Okay, I fired 100 rounds of each ammunition and cleaned the test firearm between each brand. I took notice of misfires, failures to feed (FTF), failures to cycle (FTC), amount of lead fouling inside the barrel (LF), and of course how dirty they made the pistol (DF). The firearm used in the test was a Walther P22. Lead fouling and dirtiness will be judged on a ten point scale with "1" being the worst and "10" being the best.
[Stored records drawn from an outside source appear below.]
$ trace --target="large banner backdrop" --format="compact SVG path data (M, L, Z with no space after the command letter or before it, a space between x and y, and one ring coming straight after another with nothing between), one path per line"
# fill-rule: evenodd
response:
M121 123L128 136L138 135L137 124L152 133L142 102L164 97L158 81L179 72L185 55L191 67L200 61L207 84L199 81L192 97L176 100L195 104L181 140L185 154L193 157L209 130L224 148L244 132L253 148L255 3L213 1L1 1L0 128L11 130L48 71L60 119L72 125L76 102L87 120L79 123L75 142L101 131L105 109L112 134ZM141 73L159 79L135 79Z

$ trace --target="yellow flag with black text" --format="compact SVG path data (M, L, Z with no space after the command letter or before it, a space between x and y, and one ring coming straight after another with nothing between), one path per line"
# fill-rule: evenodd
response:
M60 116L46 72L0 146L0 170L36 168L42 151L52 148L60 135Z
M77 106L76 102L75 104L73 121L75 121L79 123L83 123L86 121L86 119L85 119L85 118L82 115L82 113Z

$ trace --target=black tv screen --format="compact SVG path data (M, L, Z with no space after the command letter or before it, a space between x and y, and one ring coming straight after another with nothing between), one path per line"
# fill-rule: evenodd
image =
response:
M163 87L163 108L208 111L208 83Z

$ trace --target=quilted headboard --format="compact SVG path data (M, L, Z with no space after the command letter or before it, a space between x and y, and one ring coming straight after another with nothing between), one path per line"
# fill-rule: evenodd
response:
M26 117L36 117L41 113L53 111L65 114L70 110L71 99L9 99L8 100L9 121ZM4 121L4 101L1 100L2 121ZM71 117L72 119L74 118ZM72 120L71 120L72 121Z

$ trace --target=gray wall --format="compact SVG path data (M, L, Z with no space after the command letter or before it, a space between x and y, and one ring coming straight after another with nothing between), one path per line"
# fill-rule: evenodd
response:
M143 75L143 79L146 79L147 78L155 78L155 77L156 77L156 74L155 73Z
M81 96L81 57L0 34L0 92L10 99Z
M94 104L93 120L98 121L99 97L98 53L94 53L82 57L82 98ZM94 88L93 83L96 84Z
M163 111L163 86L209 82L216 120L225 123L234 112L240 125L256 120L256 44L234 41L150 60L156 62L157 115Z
The results were as follows.

CCI STINGER 0% misfire 1% FTF 0% FTC 10 LF 8 DF

CCI MINI MAG HP 0% misfire 0% FTF 0% FTC 10 LF 10 DF *WINNER*

CCI VELOCITOR 0% misfire 0% FTF 0% FTC 10 LF 8 DF

REMINGTON THUNDERBOLT 3% misfire 0% FTF 0% FTC 9 LF 5 DF

REMINGTON SUBSONIC 5% misfire 0% FTF 20% FTC 8 LF 5 DF

REMINGTON TARGET 1% misfire 0% FTF 0% FTC 9 LF 6 DF

FEDERAL 550 VALUE PACK 9% misfire 0% FTF 10% FTC 10 LF 5 DF

FEDERAL LIGHTNING 1% misfire 0% FTF 0% FTC 9 LF 5 DF

Rimfire is inherently dirty so take the DF values with a grain of salt. I came up with them by using the cleanest of the bunch and using it as the benchmark for what a "10" would be based on.


----------



## C1 (Sep 25, 2010)

The brand that I see having the most problems on the range in .22LR is Remington Golden Bullet.


----------